Pipelines can also be defined per backend…for example: SOCIAL_AUTH_TWITTER_PIPELINE

We just need to be clear on the use of groups and roles in keycloak. Groups define the types of users in an organisation. Composite roles are for managing the application side.

In other words, groups are only an entity on keycloak side – they are not ever sent to client applications. Only the roles they assign are.

Overall I think this is a great choice

Django Boss SSO 2

Leverages other libraries namely drf-oidc-auth and mozilla-django-oidc to provide openidc auth with keycloak for django and django rest framework.

The readme has inconsistencies and does not lsit all required packages. There is too many libraries that are too similar used in my opinion.

django-oidc is used but not listed and is not django > 2 compliant.

Yes, it is not at the level required.

I do not recommend this package

Django Keycloak Auth

Specifically for drf – django rest framework.

Each viewset has to be explicity given roles:

keycloak_roles = {
    'GET': ['judge'],
}

I don’t like this – I would prefer leveraging of djangos groups and permissions.

I am going to skip reviewing this package.

Django AllAuth

I have an issue where the response was the encoded JWT but the keycloak backend was expecting a json response.

So raised an issue and will look at this again when there is a change…

Turns out this was a problem on the settings on the provider side (keycloak) – the Userinfo signed response algorithm must be unisgned.
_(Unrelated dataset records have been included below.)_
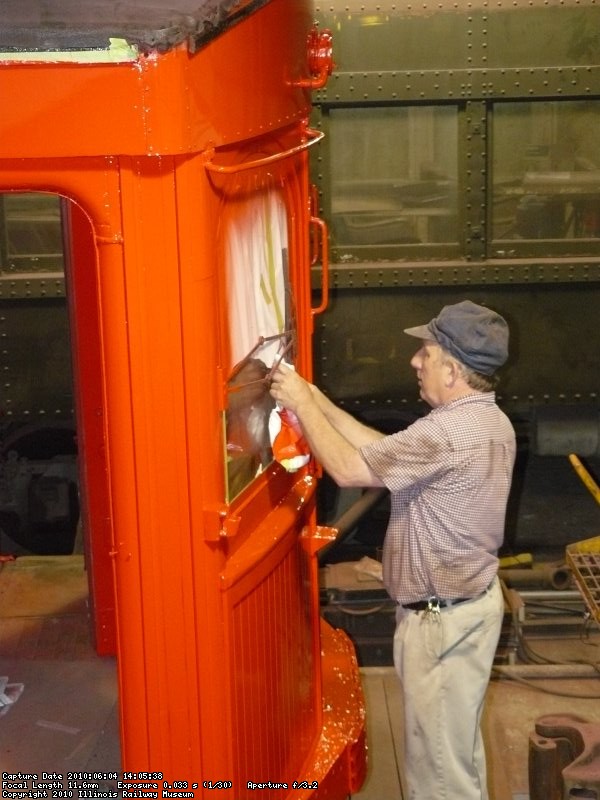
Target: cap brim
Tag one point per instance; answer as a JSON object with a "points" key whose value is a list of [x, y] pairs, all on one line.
{"points": [[421, 332]]}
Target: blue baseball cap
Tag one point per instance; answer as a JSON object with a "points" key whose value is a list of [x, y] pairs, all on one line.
{"points": [[473, 334]]}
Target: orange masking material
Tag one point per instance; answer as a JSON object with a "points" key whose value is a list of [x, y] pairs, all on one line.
{"points": [[208, 597]]}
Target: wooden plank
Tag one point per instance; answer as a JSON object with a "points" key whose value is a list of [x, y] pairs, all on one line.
{"points": [[383, 776]]}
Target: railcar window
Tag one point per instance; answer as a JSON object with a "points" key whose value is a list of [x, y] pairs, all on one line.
{"points": [[394, 175], [30, 233], [261, 330], [546, 175]]}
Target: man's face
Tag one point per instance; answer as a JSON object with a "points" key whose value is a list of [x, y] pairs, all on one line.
{"points": [[432, 373]]}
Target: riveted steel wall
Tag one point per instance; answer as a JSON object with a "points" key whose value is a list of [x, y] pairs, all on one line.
{"points": [[489, 67]]}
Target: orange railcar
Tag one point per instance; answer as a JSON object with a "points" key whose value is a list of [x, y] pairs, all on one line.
{"points": [[178, 140]]}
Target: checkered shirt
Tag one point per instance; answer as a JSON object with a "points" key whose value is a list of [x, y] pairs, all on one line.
{"points": [[449, 475]]}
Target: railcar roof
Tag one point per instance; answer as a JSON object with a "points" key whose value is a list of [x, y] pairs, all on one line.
{"points": [[43, 26]]}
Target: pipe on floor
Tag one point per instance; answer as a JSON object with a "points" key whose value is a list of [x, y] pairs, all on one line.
{"points": [[532, 671]]}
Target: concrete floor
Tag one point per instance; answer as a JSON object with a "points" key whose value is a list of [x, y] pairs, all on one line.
{"points": [[66, 718]]}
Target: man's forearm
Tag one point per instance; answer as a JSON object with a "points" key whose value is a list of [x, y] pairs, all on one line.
{"points": [[355, 432], [333, 450]]}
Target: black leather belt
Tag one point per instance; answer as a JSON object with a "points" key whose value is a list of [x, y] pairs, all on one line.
{"points": [[434, 603]]}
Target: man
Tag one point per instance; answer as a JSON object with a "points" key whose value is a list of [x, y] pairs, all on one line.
{"points": [[449, 475]]}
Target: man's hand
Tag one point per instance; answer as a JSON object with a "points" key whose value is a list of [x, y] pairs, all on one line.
{"points": [[289, 389]]}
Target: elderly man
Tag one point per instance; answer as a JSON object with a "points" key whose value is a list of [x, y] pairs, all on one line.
{"points": [[449, 476]]}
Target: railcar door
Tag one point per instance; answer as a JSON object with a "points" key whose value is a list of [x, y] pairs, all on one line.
{"points": [[269, 580]]}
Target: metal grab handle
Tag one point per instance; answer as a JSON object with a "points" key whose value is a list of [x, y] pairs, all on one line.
{"points": [[324, 266], [225, 169]]}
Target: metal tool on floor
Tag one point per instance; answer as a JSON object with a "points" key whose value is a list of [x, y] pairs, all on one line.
{"points": [[9, 694], [564, 758]]}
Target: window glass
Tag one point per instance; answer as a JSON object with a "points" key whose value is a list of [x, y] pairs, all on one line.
{"points": [[30, 233], [546, 171], [394, 175], [261, 330]]}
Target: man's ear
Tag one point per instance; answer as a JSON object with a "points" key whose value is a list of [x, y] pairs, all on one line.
{"points": [[454, 372]]}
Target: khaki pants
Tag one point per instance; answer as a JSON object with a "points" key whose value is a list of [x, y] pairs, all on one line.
{"points": [[444, 662]]}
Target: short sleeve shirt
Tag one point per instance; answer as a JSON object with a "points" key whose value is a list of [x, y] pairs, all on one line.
{"points": [[449, 475]]}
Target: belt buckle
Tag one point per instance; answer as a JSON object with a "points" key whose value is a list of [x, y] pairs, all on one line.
{"points": [[433, 605]]}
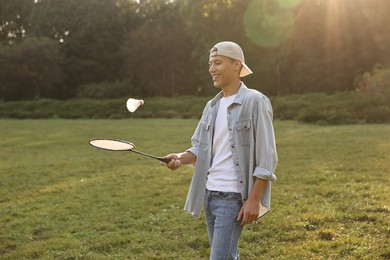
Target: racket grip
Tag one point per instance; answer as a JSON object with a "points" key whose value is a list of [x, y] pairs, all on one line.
{"points": [[164, 160]]}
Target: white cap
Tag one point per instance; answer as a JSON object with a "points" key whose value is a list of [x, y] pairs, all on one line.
{"points": [[231, 50]]}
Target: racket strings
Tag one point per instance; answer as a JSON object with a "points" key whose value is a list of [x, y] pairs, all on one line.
{"points": [[114, 145]]}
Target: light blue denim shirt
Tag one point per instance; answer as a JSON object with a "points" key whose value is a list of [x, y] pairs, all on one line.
{"points": [[252, 142]]}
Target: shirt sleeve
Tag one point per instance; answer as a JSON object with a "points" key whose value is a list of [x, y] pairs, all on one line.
{"points": [[266, 155]]}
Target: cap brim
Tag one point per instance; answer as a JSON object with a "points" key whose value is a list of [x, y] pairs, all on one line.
{"points": [[245, 71]]}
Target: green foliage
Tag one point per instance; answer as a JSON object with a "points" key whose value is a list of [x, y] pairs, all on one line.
{"points": [[339, 108], [107, 90], [375, 84], [162, 46], [317, 108], [30, 70], [60, 198]]}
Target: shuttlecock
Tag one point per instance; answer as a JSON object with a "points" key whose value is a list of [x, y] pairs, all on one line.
{"points": [[132, 104]]}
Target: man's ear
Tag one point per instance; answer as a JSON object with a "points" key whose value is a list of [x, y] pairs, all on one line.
{"points": [[238, 65]]}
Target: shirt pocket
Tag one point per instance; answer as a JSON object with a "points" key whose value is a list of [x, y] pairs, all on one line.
{"points": [[243, 132], [203, 134]]}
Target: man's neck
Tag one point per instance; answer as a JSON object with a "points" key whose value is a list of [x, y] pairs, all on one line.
{"points": [[231, 89]]}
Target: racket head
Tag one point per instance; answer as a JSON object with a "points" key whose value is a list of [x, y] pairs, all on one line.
{"points": [[111, 144]]}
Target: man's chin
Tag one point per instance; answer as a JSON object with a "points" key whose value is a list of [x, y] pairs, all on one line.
{"points": [[216, 84]]}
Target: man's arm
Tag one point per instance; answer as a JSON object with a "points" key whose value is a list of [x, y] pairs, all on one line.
{"points": [[250, 210], [178, 159]]}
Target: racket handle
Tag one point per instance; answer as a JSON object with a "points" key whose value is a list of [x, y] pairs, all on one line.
{"points": [[164, 160], [161, 159]]}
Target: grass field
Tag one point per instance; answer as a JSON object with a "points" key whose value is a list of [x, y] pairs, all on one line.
{"points": [[62, 199]]}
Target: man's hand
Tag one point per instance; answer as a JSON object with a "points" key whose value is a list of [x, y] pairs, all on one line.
{"points": [[249, 212], [251, 208], [177, 159], [174, 162]]}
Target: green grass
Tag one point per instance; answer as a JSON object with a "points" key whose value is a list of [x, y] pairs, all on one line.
{"points": [[62, 199]]}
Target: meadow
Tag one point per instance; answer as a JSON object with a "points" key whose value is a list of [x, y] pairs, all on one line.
{"points": [[60, 198]]}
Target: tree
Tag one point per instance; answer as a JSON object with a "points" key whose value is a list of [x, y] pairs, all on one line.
{"points": [[31, 69], [13, 20], [158, 53], [90, 32]]}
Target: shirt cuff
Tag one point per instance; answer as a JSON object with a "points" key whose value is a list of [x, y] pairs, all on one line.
{"points": [[264, 174], [193, 150]]}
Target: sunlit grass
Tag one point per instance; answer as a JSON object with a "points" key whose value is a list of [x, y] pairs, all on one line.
{"points": [[61, 198]]}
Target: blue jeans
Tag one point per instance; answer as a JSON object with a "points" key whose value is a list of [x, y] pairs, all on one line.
{"points": [[224, 231]]}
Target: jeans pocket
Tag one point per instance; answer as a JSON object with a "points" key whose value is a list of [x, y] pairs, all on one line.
{"points": [[229, 195]]}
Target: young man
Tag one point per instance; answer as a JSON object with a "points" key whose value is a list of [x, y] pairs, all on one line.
{"points": [[234, 153]]}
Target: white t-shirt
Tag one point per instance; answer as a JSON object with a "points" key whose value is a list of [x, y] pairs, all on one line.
{"points": [[222, 175]]}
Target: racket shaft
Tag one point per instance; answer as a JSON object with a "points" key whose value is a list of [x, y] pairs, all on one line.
{"points": [[162, 159]]}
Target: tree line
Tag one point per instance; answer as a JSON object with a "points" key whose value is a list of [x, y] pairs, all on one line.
{"points": [[110, 48]]}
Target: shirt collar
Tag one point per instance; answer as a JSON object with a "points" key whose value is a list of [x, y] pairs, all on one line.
{"points": [[239, 97]]}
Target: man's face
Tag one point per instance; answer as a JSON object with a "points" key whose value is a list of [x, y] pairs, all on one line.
{"points": [[223, 70]]}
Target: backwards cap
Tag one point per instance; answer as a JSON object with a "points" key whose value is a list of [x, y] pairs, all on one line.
{"points": [[231, 50]]}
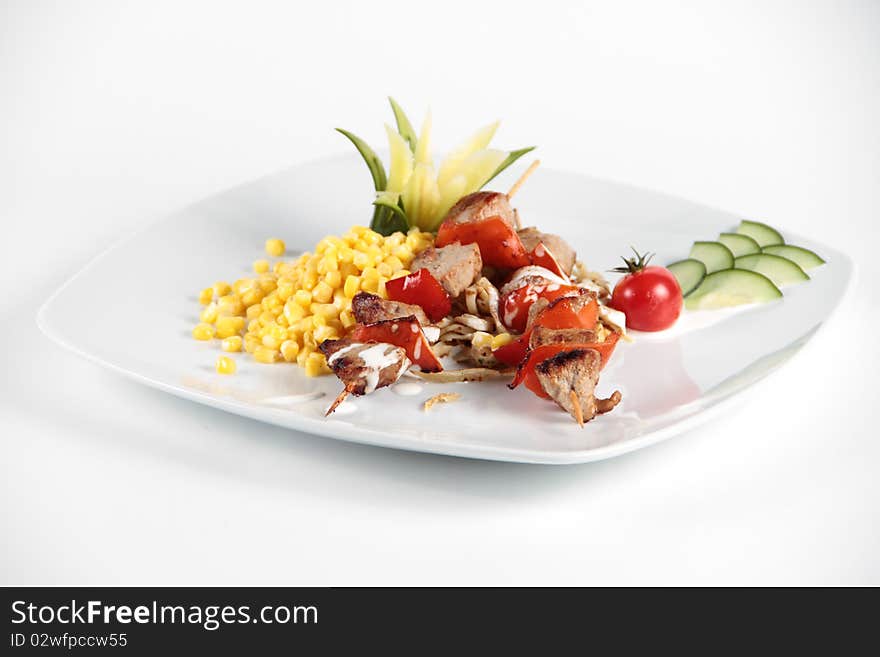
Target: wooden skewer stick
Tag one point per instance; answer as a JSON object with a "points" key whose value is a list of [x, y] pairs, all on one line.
{"points": [[576, 403], [336, 402], [523, 178]]}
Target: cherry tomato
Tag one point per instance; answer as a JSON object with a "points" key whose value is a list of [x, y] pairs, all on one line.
{"points": [[649, 296]]}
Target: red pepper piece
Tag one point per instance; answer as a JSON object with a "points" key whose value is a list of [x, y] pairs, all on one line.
{"points": [[499, 244], [559, 314], [514, 352], [516, 303], [422, 289], [543, 257], [405, 333], [526, 372]]}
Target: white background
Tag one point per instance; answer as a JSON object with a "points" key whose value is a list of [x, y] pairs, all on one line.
{"points": [[113, 113]]}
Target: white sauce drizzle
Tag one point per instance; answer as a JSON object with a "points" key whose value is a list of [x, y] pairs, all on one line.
{"points": [[407, 389], [432, 333], [287, 400], [376, 358], [531, 270]]}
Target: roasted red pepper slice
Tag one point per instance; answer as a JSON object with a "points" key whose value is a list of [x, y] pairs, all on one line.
{"points": [[422, 289], [405, 333], [526, 372], [499, 244], [559, 314], [543, 257], [516, 303], [514, 352]]}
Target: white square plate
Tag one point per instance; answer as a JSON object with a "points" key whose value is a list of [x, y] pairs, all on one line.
{"points": [[133, 308]]}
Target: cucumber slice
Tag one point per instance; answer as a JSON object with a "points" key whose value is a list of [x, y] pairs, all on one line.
{"points": [[763, 234], [781, 271], [714, 255], [739, 244], [732, 287], [804, 258], [689, 274]]}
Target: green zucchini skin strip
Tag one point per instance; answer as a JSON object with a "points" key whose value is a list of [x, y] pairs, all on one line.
{"points": [[510, 159], [404, 127], [374, 164]]}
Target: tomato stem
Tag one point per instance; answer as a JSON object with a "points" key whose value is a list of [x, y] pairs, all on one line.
{"points": [[634, 265]]}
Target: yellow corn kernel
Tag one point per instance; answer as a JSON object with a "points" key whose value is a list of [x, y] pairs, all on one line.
{"points": [[285, 288], [203, 331], [227, 326], [231, 344], [361, 259], [263, 354], [324, 311], [403, 252], [231, 304], [345, 255], [393, 262], [268, 282], [325, 333], [225, 365], [252, 297], [289, 350], [481, 339], [352, 285], [347, 318], [275, 247], [328, 263], [333, 279], [322, 293], [310, 280], [303, 298], [309, 341], [293, 312], [316, 365], [242, 285], [209, 313], [251, 342]]}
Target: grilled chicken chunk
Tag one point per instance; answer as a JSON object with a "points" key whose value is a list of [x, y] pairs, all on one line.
{"points": [[455, 266], [543, 335], [570, 378], [370, 308], [364, 367], [482, 205], [564, 254]]}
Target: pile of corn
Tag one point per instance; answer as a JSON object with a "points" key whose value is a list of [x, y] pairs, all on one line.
{"points": [[286, 310]]}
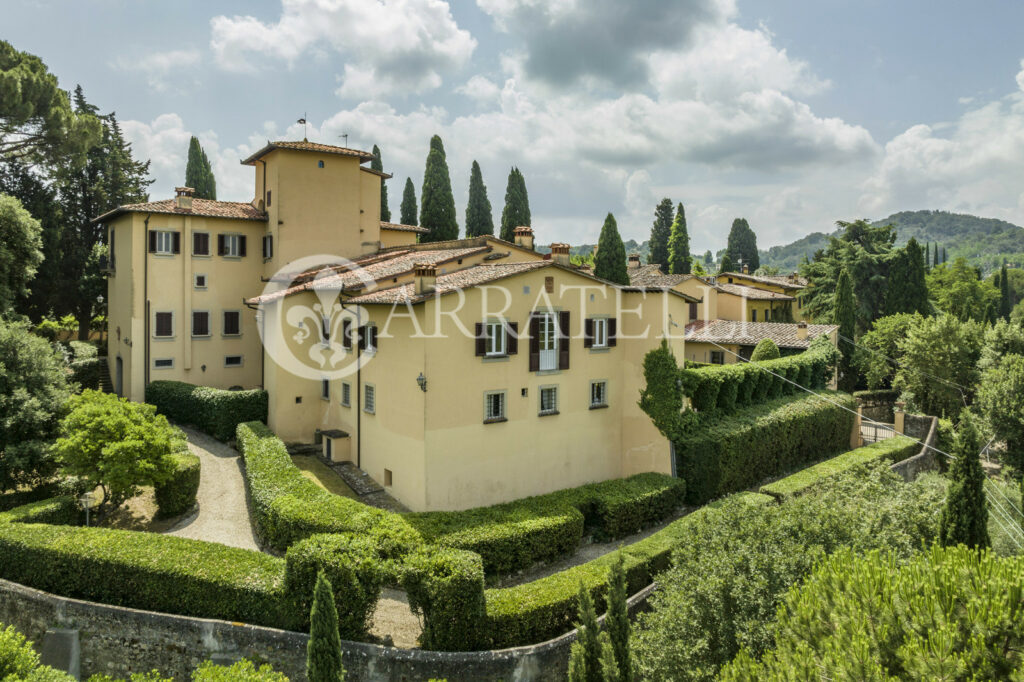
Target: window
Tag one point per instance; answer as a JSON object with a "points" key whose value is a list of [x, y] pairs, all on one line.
{"points": [[549, 400], [165, 325], [201, 323], [232, 323], [494, 407], [231, 246], [201, 244]]}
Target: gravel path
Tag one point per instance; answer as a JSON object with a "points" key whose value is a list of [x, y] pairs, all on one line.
{"points": [[223, 506]]}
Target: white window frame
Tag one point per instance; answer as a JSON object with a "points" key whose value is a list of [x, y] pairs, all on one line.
{"points": [[491, 418], [552, 410]]}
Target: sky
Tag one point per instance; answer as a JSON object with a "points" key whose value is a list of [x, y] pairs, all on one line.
{"points": [[793, 115]]}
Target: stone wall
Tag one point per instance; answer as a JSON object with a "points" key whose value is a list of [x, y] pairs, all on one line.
{"points": [[118, 641]]}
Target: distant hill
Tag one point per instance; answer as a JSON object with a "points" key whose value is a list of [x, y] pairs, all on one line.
{"points": [[984, 242]]}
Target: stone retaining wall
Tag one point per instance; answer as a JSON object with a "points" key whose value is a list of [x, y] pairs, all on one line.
{"points": [[118, 641]]}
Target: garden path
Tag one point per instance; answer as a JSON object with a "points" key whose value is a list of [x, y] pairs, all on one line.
{"points": [[223, 506]]}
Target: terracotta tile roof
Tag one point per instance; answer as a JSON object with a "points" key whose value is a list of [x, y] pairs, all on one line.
{"points": [[201, 207], [305, 145], [750, 334], [398, 227]]}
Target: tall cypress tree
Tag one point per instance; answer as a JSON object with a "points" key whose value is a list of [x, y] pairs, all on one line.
{"points": [[324, 647], [610, 260], [659, 232], [436, 200], [846, 316], [965, 519], [516, 211], [679, 245], [378, 164], [409, 204], [478, 217], [199, 174]]}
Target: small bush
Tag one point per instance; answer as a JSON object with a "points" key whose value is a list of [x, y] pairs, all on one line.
{"points": [[177, 494], [211, 410]]}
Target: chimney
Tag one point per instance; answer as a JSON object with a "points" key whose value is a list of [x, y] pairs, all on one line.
{"points": [[426, 276], [524, 237], [560, 253], [182, 198]]}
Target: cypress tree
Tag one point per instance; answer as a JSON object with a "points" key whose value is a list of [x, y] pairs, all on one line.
{"points": [[659, 232], [516, 211], [377, 164], [679, 245], [409, 204], [478, 218], [199, 174], [846, 316], [965, 519], [610, 260], [324, 648], [436, 200]]}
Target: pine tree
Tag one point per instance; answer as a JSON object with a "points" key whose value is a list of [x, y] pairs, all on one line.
{"points": [[478, 217], [679, 245], [378, 164], [199, 174], [965, 519], [436, 200], [324, 649], [409, 204], [610, 260], [845, 312], [659, 232], [516, 211]]}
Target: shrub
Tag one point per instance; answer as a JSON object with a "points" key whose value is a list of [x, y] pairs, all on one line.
{"points": [[351, 565], [445, 590], [177, 494], [896, 449], [211, 410], [954, 620], [741, 450]]}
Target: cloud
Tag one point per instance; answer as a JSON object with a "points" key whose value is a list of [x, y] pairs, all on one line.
{"points": [[393, 45]]}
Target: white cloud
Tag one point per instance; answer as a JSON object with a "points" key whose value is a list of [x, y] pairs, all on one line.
{"points": [[389, 45]]}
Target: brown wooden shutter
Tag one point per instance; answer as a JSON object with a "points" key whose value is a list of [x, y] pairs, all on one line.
{"points": [[563, 340], [535, 343], [481, 340]]}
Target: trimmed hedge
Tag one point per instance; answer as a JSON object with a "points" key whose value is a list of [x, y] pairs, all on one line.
{"points": [[211, 410], [738, 451], [177, 494], [895, 449], [547, 607]]}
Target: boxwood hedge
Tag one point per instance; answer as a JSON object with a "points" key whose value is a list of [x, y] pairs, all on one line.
{"points": [[896, 449], [735, 452], [211, 410]]}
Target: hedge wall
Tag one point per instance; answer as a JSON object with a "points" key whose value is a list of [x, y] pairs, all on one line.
{"points": [[896, 449], [211, 410], [177, 494], [738, 451], [547, 607]]}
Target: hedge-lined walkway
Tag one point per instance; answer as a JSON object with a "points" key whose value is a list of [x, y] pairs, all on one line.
{"points": [[223, 510]]}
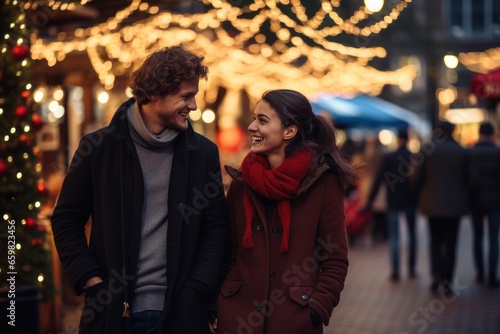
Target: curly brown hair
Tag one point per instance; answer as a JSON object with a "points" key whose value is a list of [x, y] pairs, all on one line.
{"points": [[164, 70]]}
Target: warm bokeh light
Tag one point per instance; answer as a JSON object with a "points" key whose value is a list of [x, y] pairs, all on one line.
{"points": [[374, 5], [242, 60], [451, 61]]}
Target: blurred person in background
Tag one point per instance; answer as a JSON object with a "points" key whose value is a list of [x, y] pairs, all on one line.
{"points": [[395, 172], [372, 157], [441, 179], [484, 181], [289, 257]]}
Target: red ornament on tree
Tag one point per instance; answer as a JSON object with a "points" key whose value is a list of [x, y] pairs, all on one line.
{"points": [[30, 222], [21, 111], [37, 242], [42, 190], [3, 168], [25, 139], [37, 121], [20, 52]]}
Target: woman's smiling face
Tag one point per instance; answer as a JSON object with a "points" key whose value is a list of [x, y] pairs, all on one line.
{"points": [[268, 133]]}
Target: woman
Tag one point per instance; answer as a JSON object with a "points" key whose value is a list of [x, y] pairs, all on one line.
{"points": [[289, 256]]}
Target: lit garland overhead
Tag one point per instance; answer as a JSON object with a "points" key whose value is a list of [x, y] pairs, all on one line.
{"points": [[242, 60], [482, 62]]}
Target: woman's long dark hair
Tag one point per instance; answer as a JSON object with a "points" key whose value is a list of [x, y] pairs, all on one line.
{"points": [[314, 132]]}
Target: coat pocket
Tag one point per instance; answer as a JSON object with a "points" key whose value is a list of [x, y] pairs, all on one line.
{"points": [[230, 288], [300, 293]]}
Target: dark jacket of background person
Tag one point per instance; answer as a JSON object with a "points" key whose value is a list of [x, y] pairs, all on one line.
{"points": [[396, 171], [484, 177], [441, 177], [267, 283], [111, 194]]}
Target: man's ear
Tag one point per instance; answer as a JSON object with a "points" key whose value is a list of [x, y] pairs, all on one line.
{"points": [[290, 132]]}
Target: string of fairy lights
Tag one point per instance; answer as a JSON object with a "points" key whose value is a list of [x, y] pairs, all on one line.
{"points": [[244, 60], [482, 62]]}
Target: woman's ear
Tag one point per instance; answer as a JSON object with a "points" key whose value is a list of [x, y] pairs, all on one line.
{"points": [[290, 132]]}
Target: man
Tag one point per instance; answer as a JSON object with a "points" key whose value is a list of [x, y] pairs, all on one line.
{"points": [[395, 171], [441, 186], [153, 190], [484, 176]]}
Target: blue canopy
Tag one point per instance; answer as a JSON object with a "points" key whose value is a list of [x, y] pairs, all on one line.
{"points": [[365, 112]]}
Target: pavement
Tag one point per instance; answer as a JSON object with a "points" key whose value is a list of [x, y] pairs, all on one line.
{"points": [[372, 304]]}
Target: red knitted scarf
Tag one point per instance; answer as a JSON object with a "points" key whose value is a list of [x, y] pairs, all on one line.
{"points": [[278, 184]]}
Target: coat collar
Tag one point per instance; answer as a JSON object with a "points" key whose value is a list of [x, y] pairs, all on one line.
{"points": [[312, 176], [119, 128]]}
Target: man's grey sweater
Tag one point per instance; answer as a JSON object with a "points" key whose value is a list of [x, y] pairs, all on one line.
{"points": [[155, 155]]}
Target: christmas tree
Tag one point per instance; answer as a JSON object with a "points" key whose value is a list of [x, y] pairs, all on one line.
{"points": [[25, 250]]}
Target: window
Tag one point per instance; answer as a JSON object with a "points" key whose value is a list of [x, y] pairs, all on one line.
{"points": [[473, 18]]}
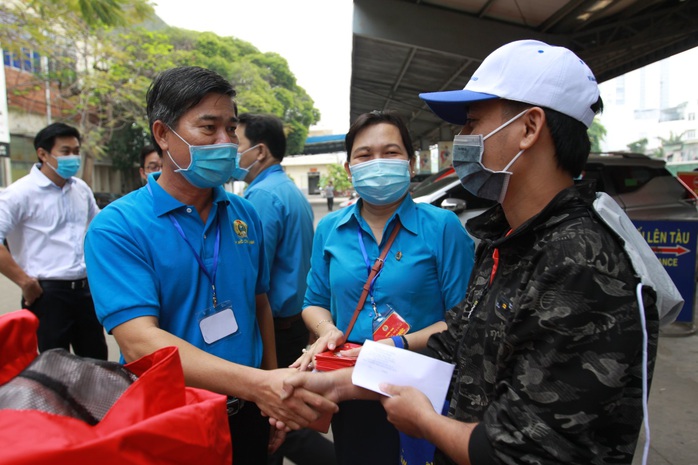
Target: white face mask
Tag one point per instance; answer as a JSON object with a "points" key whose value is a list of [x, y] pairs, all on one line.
{"points": [[476, 178]]}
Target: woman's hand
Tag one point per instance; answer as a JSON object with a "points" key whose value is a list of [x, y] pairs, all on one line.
{"points": [[330, 340]]}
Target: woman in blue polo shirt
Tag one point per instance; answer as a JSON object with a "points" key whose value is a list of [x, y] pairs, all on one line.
{"points": [[425, 272]]}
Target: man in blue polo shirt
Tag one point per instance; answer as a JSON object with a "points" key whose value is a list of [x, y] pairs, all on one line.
{"points": [[288, 241], [181, 262]]}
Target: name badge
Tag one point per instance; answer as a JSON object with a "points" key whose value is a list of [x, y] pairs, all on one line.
{"points": [[218, 325]]}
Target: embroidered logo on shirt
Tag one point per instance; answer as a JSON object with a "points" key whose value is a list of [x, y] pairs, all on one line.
{"points": [[240, 228]]}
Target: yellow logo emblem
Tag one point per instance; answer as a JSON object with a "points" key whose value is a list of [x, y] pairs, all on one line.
{"points": [[240, 228]]}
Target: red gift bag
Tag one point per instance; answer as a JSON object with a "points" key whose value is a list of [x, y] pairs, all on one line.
{"points": [[157, 419]]}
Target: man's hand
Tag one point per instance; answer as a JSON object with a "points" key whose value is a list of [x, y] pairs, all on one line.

I had it as RS256.

signed-userinfo-endpoint-keycloak

Mozzila Django OpenIDC

Very straight forward in setup.
We need to do a bit of nigly work to get the login link on the admin page shown below.

Remember the link the initialise the redirect code flow is:

{% translate 'Login with SSO Provider' %}

Then similar to the pipelines in python-social-auth you need to define a function for extra stuff like linking groups up and making people superusers – first names and last names etc. Although not as eligant as social auth does it…

You end up having to inherit from OIDCAuthenticationBackend and heavily customise the backend to your liking.
More so that necessary with python-social-auth.

A decent library choice buy architecturally python-social-auth is better.

Tutorial on how to add a Login with OpenIDC link to the Admin Page

  1. Look for templates in your project folder templates directory by adding to settings.py in the TEMPLATES part:

    [os.path.join(BASE_DIR, ' ,'templates'), ]

    Remember to import os

  2. Now add the template for the login page for that folder – copy the content from env/lib/../django/contrib/admin/templates/admin/login.html into <your_project>/templates/admin/custom_login.html

    Make the changes to the template (a link to OpenIDC login)

  3. Now tell the admin site to use that template – in urls.py

    admin.site.login_template = 'admin/custom_login.html'

Keycloak OIDC

An enhancement on top of mozilla-django-openidc – adding the ability to link keycloak roles to groups on django.

Still not 100% now yet – as teh is_staff and is_superuser will have to be handled in a custom manner.